The European Union continues to leave the United States off of its list of approved countries for travel as the number of COVID-19 cases rises across the nation.
© anyaberkut / iStock / Getty Images Plus PHOTO: Eiffel tower at sunrise and airplane in the blue sky (photo via anyaberkut / iStock / Getty Images Plus)
The EU gradually lifted temporary restrictions on non-essential travel for more than a dozen approved countries on July 1 and has been reviewing and updating the list as necessary every two weeks. The U.S. was left off of the initial list and has since failed to make the cut twice as the country struggles to match the EU in its containment of the coronavirus, reporting more than 4.5 million confirmed cases as of Friday morning.
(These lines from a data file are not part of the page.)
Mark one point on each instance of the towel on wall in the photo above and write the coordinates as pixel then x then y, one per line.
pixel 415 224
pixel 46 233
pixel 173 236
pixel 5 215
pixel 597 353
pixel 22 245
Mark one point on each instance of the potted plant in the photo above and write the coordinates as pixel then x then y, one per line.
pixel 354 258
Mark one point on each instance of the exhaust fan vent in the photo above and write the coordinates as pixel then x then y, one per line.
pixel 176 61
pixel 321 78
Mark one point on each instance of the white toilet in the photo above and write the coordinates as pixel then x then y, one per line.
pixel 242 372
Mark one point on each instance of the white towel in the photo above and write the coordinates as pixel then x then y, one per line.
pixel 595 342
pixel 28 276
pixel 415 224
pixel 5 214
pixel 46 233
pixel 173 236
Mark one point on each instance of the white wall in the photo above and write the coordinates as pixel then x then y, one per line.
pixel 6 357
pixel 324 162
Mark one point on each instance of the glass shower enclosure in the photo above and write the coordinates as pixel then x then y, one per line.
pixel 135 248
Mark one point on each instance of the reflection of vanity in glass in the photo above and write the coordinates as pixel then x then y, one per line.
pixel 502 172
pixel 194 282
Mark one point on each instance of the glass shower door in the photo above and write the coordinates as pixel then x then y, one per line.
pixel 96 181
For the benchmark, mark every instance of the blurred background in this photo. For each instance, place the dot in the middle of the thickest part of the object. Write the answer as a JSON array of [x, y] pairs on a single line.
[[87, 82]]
As of Thursday’s update, the list of countries approved for travel to the EU include Australia; Canada; Georgia; Japan; Morocco; New Zealand; Rwanda; South Korea; Thailand; Tunisia; Uruguay and China (subject to confirmation of reciprocity).
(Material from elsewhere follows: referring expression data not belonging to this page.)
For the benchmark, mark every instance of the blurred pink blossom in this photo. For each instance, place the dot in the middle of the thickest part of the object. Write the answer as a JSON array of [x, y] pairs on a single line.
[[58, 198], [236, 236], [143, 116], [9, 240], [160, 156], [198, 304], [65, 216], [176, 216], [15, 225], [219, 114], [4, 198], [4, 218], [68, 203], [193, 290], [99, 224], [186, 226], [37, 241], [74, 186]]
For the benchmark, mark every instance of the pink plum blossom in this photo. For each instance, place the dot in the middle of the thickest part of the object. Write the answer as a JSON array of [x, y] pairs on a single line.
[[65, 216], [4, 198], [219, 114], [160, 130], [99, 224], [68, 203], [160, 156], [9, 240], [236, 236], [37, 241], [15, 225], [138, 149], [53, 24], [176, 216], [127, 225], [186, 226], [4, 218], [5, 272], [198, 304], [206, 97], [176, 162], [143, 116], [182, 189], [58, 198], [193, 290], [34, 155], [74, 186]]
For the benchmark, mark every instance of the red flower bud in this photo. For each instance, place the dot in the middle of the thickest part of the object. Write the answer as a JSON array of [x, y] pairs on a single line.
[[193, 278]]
Montenegro and Serbia were included in the initial list but have been left off following the last two updates.
EU officials are taking several factors into account, including the number of new COVID-19 cases per 100,000 inhabitants in the last 14 days compared to the EU average (as of June 15, 2020); development of new cases in the same period compared to the previous 14 days and general response to COVID-19 such as testing, monitoring, contact person identification, containment, treatment and reporting, among other things.
Some people are exempt from the current restrictions, including EU citizens and their family members; long-term residents and their family members in the EU and essential travelers or those whose trip is deemed absolutely necessary.